Read and colleagues in their paper showed that gravitational potential fluctuations driven by bursty star formation can kinematically ‘heat up’ dark matter at the centres of dwarf galaxies. They estimated pre-infall halo masses for their sample of dwarfs, using HI rotation curve measurements for the gas rich dwarf irregular galaxies (dIrrs) sample and abundance matching for the gas-poor dwarf spheroidal galaxies (dSphs) sample. With this, they showed that their ρDM(150 pc) as a function of M200 is in good agreement with models in which DM is kinematically ‘heated up’ by bursty star formation.

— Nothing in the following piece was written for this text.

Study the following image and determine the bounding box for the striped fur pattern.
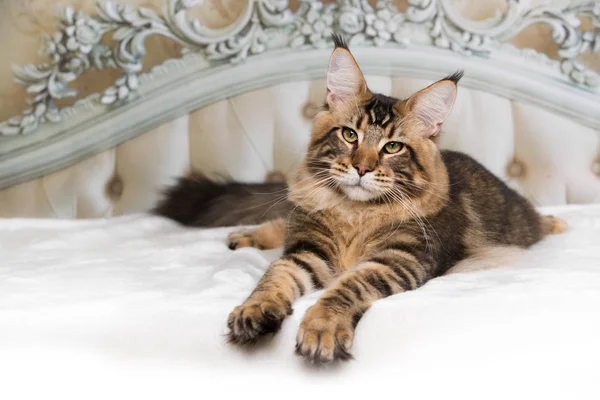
[223,38,565,363]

The standard Λ Cold Dark Matter (ΛCDM) cosmological model gives a remarkable description of the growth of structure in the Universe on large scales. Yet, on smaller scales inside the dark matter halos of galaxies, there have been long-standing tensions. The oldest of these is the ‘cusp-core’ problem. Pure dark matter (DM) structure formation simulations in ΛCDM predict a universal DM halo profile that has a dense ‘cusp’ at the centre, with inner density ρDM ∝ r-¹. By contrast, observations of gas rich dwarf galaxy rotation curves have long favoured DM ‘cores’, with ρDM ∼ constant.
The cusp-core problem has generated substantial interest over the past two decades because it may point to physics beyond the collisionless ‘Cold Dark Matter’ (CDM) typically assumed to date. Spergel & Steinhardt, were the first to suggest that ‘Self Interacting Dark Matter’ (SIDM) – that invokes a new force acting purely in the dark sector – could transform a dense cusp to a core through energy transfer between the DM particles. Warm Dark Matter (WDM) has also been proposed as a solution to the cusp-core problem. Other solutions include ‘fuzzy DM’, ‘fluid’ DM and ‘wave-like’ DM.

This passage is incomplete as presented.